Floyd-Warshall Parallelization Design

Floyd-Warshalls algorithm is designed to find all shortest paths between all pairs of vertices in a directed and weighted graph and can also be used to detect negative cycles. In this analysis and design document, I will cover my approach and design process for implementing a parallelized version of the Floyd-Warshall algorithm given a 5000 x 5000 matrix. This process will implement the cornerstones of parallel program design including partitioning, communication, agglomeration, and mapping. Through the execution of the parallel program design steps, I have been able to develop optimized and efficient palliation of the Floyd-Warshall algorithm that has been optimized for my specific hardware and can also be optimized for a variety of hardware setups with any number of cores or threading designs. The current hardware that this program was designed to run on in its deliverable state is as follows. AMD Ryzen 7 1700 Eight-Core 3000 Mhz with 16 logical processors.

In the partitioning stage of the parallel program design process, the purpose is to examine opportunities for parallel execution. This process is conducted by breaking down the task into as small pieces as possible. The object is to divide the computational and data handling processes into as small of a problem as possible. This is accomplished by either implementing domain decomposition techniques or functional decomposition techniques. During my process, I was not able to identify areas in the computation where functional decomposition could be utilized regarding parallelizing the problem and chose to implement domain decomposition. The domain decomposition was achieved by dividing the adjacency matrix into various subparts. I attempted to divide the partitions into as many subparts as possible initially to provide for later optimization and give me space to work with varying the partitions in later steps. Given that I had 8 processors and 16 logical I specifically targeted dividing greater than this number. I also designed the partitioning process to have equal sizes when the partitions are decided by dividing the matrix up evenly. I was not able to find an alternative way to divide the partitions up besides the one described.

The communication phase of the design process is used to identify parts of the computation that require communication and to find a way to best optimize this during the parallelization process. This was one of the most difficult parts of the design that I found, and I spent a long time attempting to devise a solution. I realized that when calculating the various paths with multiple threads that there was a dependency on calculations during updating paths that had not been calculated yet but may have had shorter paths during parallel thread execution or future thread execution. My intention in the communication for updating the distance matrix was to seek out a way to communicate the updates but I was not able to find a solution for inter-thread communication while working on the problem in parallel. Assessing my solution all of the tasks were able to communicate operations concurrently and all computations were able to happen with each partitioned part of the problem.
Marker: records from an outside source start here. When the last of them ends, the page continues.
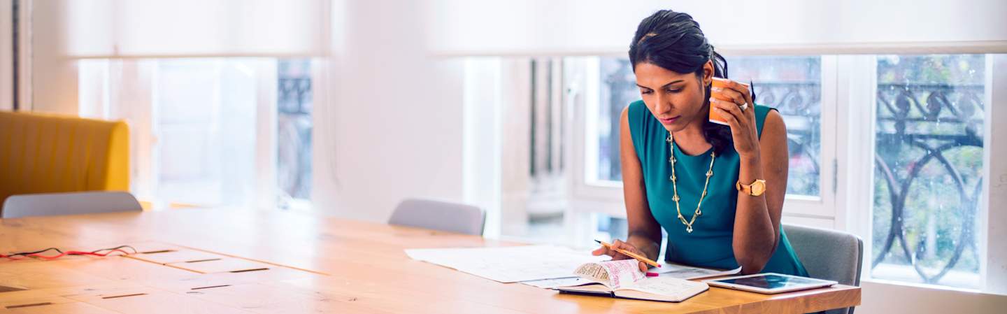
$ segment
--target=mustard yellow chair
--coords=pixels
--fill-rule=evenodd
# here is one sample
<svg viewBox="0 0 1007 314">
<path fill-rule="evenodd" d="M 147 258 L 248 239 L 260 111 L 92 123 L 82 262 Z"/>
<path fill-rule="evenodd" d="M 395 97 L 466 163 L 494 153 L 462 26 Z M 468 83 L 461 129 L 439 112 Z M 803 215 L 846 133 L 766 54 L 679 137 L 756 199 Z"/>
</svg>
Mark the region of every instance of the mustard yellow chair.
<svg viewBox="0 0 1007 314">
<path fill-rule="evenodd" d="M 95 190 L 129 190 L 125 122 L 0 112 L 0 204 L 16 194 Z"/>
</svg>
The agglomeration part of the design process requires us to revise the decisioning that we made in the partitioning and communication phases. We now seek to further define what algorithm we will use in the parallelization process. We attempt to see if there are opportunities to combine the various tasks from the previous stages into smaller tasks and also assess if it's reasonable or effective to replicate data or specific tasks in the algorithm that we design. During this process, I later realized that the part of updating the distance matrix resulted in inaccurate results during parallelization. I later decided to implement a solution where during each thread's calculation the matrix was revisited, and this corrected the inaccuracies that previously were being calculated. I had a server reservation regarding this initially due to the recalculation that was being done and was concerned about performance, but I was not able to devise an alternate solution to the problem. This process is called replicated computation in the parallel program design process regarding Agglomeration. This was able to eliminate the communication between threads because the process was contained inside each thread during computation. The way that the code is designed also allowed for the ability to simply create more tasks than threads for optimization for various hardware specifications. Overall, replicating the computations within each thread analysis showed that there was a negligible/minimal decline in performance with this approach. Due to the design that was chosen the tasks were evenly distributed among all threads and the number of tasks can easily scale with the problem size by simply modifying the portion that the problem size is divided.

The Mapping process of the Parallel program design process seeks to define where each task is to be executed. With assessing the number of cores that my host machine was able to utilize, 8 cores, 16 logical, I was able to optimize the workload and obtained the best results by dividing the partitions of work with this specific hardware. After tuning the code, I was able to get a speed up of roughly 3x. Although this was still requiring thread numbers of greater than 30 threads. Since the intercommunication of tasks was not frequent or was nonexistent during parallel execution the there was not much concern regarding this issue and thus there was no need for optimizing the locality between thread tasks.